Похоронная процессия неожиданно вышла на аллею и остановилась около могильных ниш, в сотне метров от того места, где стояли вы. Процессию сопровождало несколько священников, и, пока служащие похоронного бюро снимали гроб с катафалка, ты с глубоким недоверием следил за их шаманством. Фальшивый ритуал, который придумали другие, а эти лишь механически повторяли, преследовал твоих соплеменников до гробовой доски. Наместники бога, безъязыкого и никчемного, жили и процветали за счет боязни и незащищенности людей, как ненасытные, привыкшие к роскоши стервятники. В тебе поднялся нерастраченный юношеский протест, и, подумав о том, что ожидает профессора Айюсо после смерти, ты почувствовал тошноту.
— Устал? — сказал Рикардо.
— С непривычки.
Чтобы сократить путь, вы вернулись обратно по лестнице. Вид, как и прежде, был великолепный: точно из металла — неспокойное море, навесы и резервуары компании «Кампса», пустынный пляж; вы спускались (сердце колотилось отчаянно, и пришлось идти не торопясь), и по дороге ты разглядывал надписи на плитах: «Я был таким, как ты, и станешь ты, как я», «Господь всемогущий, прими в райские кущи раба своего», «Не умер он, а только спит». Призывы, мольбы, советы, наставления — напрасные манки бессмертия.
Какая странная религия у твоих собратьев, думал ты, и как дико, что они поклоняются тому, кто потерпел поражение с собственным творением, — пришлось даже спускаться в этот мир, чтобы доделать его и исправить; а что из этого вышло, всем хорошо известно: еще одно поражение. Какова же мораль этой смехотворной истории?
Ниши с цветами в горшках, с венками, лавровыми ветвями. Потускневшая фотография господина в парадном фраке. У подножья колонны, которую венчала богоматерь, — аллегория смерти из алебастра. Могила в виде египетского саркофага. Сердитый и торжественный ангел тянулся ввысь, как нью-йоркская статуя Свободы.

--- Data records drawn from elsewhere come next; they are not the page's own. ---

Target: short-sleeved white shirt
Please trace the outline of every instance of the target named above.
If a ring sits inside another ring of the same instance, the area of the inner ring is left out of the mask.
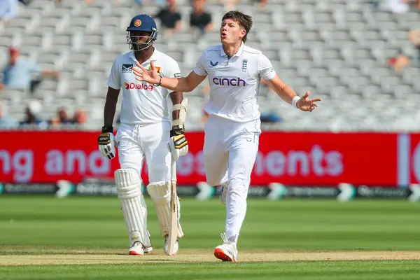
[[[156,48],[150,58],[142,65],[150,69],[150,61],[153,61],[164,77],[181,77],[178,63]],[[113,62],[108,78],[108,86],[115,90],[122,89],[121,123],[145,125],[170,122],[167,99],[172,90],[136,80],[132,69],[136,67],[136,62],[134,51],[120,55]]]
[[[204,106],[206,112],[238,122],[260,118],[257,99],[260,78],[271,80],[276,76],[269,59],[243,43],[232,57],[225,53],[222,45],[207,48],[194,71],[208,75],[210,98]]]

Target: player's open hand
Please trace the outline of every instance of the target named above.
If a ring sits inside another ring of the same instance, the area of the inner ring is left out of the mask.
[[[321,98],[309,98],[309,92],[307,92],[304,96],[300,98],[296,103],[296,106],[301,111],[312,112],[318,107],[318,104],[315,102],[321,101]]]
[[[160,76],[158,73],[158,69],[155,67],[153,62],[150,62],[150,69],[148,70],[139,62],[136,65],[139,67],[133,67],[133,72],[136,75],[136,80],[141,82],[158,84],[160,80]]]

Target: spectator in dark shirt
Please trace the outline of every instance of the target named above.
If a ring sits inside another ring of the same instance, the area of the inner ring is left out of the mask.
[[[194,10],[190,15],[190,25],[198,28],[200,36],[213,28],[211,15],[204,11],[205,4],[206,0],[193,0]]]
[[[172,37],[174,31],[181,30],[181,14],[176,9],[176,0],[169,0],[167,7],[161,8],[155,18],[160,19],[164,27],[166,38]]]

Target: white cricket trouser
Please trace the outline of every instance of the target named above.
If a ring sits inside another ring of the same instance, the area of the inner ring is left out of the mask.
[[[166,122],[144,126],[121,124],[115,136],[121,168],[132,168],[141,175],[146,158],[149,182],[170,181],[170,130]]]
[[[233,123],[210,117],[205,125],[204,167],[207,183],[227,182],[225,232],[239,234],[246,213],[251,174],[258,151],[260,120]]]

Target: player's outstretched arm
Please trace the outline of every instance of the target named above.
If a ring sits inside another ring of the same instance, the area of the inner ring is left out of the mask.
[[[136,63],[136,65],[139,68],[134,67],[133,72],[137,80],[144,81],[156,86],[160,85],[174,92],[192,92],[206,78],[206,76],[197,75],[193,71],[185,78],[162,77],[155,68],[153,62],[150,62],[150,70],[147,70],[139,63]]]
[[[309,92],[307,92],[302,97],[298,97],[295,91],[277,75],[272,79],[266,80],[266,82],[267,85],[272,88],[283,100],[302,111],[312,112],[315,107],[318,107],[316,102],[321,101],[321,98],[310,99]]]

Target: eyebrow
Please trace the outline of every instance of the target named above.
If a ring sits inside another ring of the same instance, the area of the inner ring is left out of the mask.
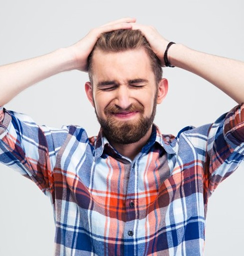
[[[137,78],[137,79],[133,79],[132,80],[129,80],[128,81],[128,84],[139,84],[141,82],[148,82],[148,80],[146,79],[143,78]],[[113,84],[118,84],[118,83],[116,82],[114,80],[108,80],[108,81],[101,81],[99,82],[97,84],[98,86],[111,86]]]

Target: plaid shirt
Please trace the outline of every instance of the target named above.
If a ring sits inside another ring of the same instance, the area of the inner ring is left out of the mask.
[[[0,161],[50,196],[55,256],[203,255],[209,196],[244,158],[244,106],[178,136],[153,126],[133,160],[100,132],[0,109]]]

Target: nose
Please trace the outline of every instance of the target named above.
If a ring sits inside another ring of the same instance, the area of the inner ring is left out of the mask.
[[[129,90],[127,86],[120,86],[117,90],[115,104],[125,110],[131,104]]]

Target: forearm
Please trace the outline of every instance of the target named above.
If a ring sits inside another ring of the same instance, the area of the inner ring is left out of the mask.
[[[172,64],[201,76],[239,104],[244,102],[244,63],[193,50],[180,44],[172,46]]]
[[[35,58],[0,66],[0,106],[34,84],[73,68],[72,54],[67,48]]]

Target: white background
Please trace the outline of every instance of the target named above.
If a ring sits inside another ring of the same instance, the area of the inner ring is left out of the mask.
[[[170,40],[244,60],[243,4],[240,0],[1,0],[0,64],[68,46],[90,28],[127,16],[155,26]],[[236,104],[193,74],[178,68],[164,72],[169,92],[158,108],[155,122],[164,134],[214,122]],[[26,114],[40,124],[79,124],[95,135],[99,125],[84,94],[87,80],[86,74],[76,70],[59,74],[22,92],[5,108]],[[210,200],[207,256],[243,253],[244,172],[242,165]],[[36,186],[0,165],[0,255],[52,255],[52,210]]]

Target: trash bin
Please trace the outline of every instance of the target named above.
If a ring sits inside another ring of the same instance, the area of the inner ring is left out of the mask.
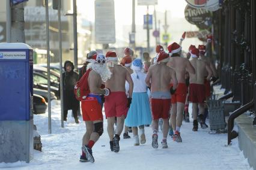
[[[210,130],[224,130],[226,127],[224,101],[211,99],[207,102]]]
[[[33,50],[0,43],[0,162],[33,157]]]

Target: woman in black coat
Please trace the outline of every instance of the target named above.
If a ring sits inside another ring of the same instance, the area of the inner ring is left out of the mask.
[[[74,64],[70,60],[67,60],[64,65],[65,72],[63,72],[63,106],[64,120],[67,121],[67,111],[72,110],[76,123],[79,123],[78,111],[79,101],[74,94],[74,87],[78,80],[78,72],[74,71]]]

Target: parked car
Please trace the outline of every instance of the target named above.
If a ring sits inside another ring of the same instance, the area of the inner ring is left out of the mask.
[[[47,104],[44,98],[36,94],[33,95],[33,110],[34,114],[45,113]]]
[[[47,90],[42,90],[37,88],[33,88],[34,94],[43,97],[46,102],[48,102],[48,91]],[[50,92],[50,100],[56,100],[57,97],[53,92]]]
[[[46,76],[47,76],[47,68],[43,66],[40,66],[38,65],[33,65],[33,71],[40,72]],[[59,82],[60,81],[59,72],[50,69],[50,78],[53,81]]]

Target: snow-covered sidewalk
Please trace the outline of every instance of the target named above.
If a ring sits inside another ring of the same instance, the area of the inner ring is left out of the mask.
[[[192,123],[185,123],[181,129],[182,143],[174,142],[168,136],[168,148],[154,149],[151,146],[151,129],[145,127],[147,142],[133,146],[133,139],[120,140],[120,151],[111,152],[104,122],[105,132],[94,145],[95,162],[79,162],[82,138],[85,125],[80,117],[76,125],[71,113],[64,128],[61,128],[60,105],[52,101],[52,132],[48,134],[47,113],[34,116],[34,124],[41,135],[43,151],[35,151],[29,163],[0,163],[6,169],[251,169],[247,160],[238,147],[237,139],[225,147],[227,134],[210,135],[208,129],[200,128],[193,132]],[[190,108],[190,110],[191,108]],[[191,119],[190,119],[191,122]],[[162,140],[159,133],[159,143]],[[129,135],[132,136],[132,133]],[[9,167],[9,168],[8,168]]]

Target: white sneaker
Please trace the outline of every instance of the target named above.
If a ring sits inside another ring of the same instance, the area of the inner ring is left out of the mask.
[[[145,133],[142,133],[141,135],[141,144],[144,144],[146,142],[146,136],[145,136]]]
[[[138,146],[139,145],[139,136],[136,135],[134,136],[134,145]]]
[[[168,147],[168,145],[167,145],[167,141],[162,141],[161,142],[161,144],[162,144],[162,148],[166,148]]]

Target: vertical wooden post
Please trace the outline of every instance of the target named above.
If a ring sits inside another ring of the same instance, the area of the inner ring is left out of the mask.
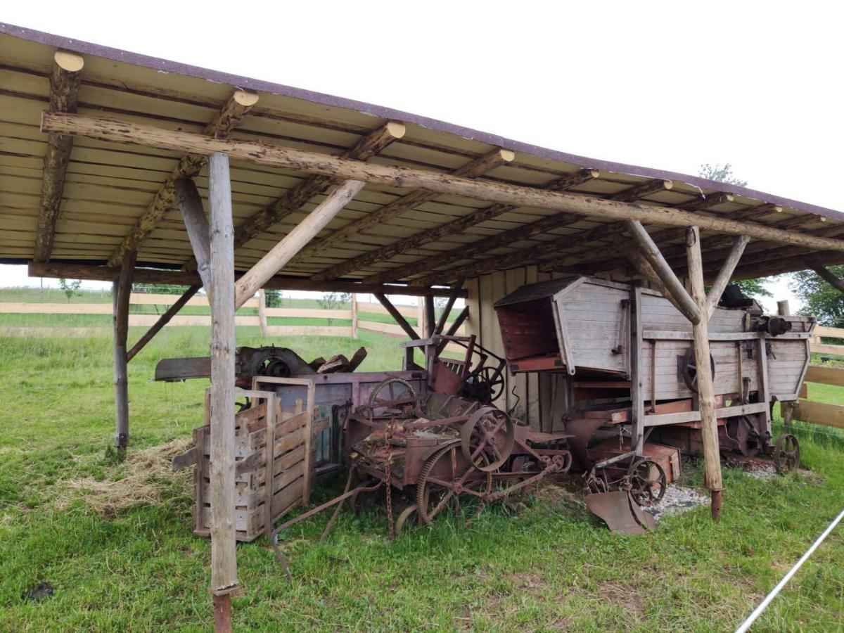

Тяжелое, тоскливое небо нависало всей своей мутной пустотою над бесплодным краем могильных плит, рассыпанных в траве. Из последних сил трепетала ива, и тучи мрачно собирались над нею. Несколько листьев слетело на землю — не по времени раннее предвестье осени. Из глубинных пластов горы, по порам земли сочилась смерть и лезла в глаза во всей ее порожней очевидности, в жалком апофеозе, подлом и косном торжестве.
«Забвение не торжествует, хотя и отнимает у нас близких. Узы истинной любви нерушимы вовеки».
Рикардо смотрел на тебя с удивлением: и, вернувшись в тяжкую реальность гнетущего испанского лета 1963 года, ты обнаружил, что стоишь на Юго-Западном кладбище Барселоны среди скорбных крестов и вслух разговариваешь сам с собой.
Накануне ночью, после приезда Антонио, в тревожном и беспокойном сне Альваро пытался извлечь из прошлого близкий ему и далекий облик профессора. Никак не давались и исчезали в провалах памяти жесты и движения, а ведь в течение нескольких лет он видел его регулярно, дважды в неделю. Айюсо ходил сутулясь: на кафедру поднимался не спеша и обычно стучал костяшками пальцев о стол в знак того, что можно садиться. Взгляд его был добрым, чуть робким, очень редко — суровым и отсутствующим. Говорил профессор неторопливо, выделяя голосом то, что считал важным, и скорее веско, нежели взволнованно; случалось, он нервно постукивал пальцами по подлокотнику кресла или снимал и снова надевал очки. Сидя лицом к нему, четыреста студентов слушали и записывали, склонившись над грязными столами аудитории.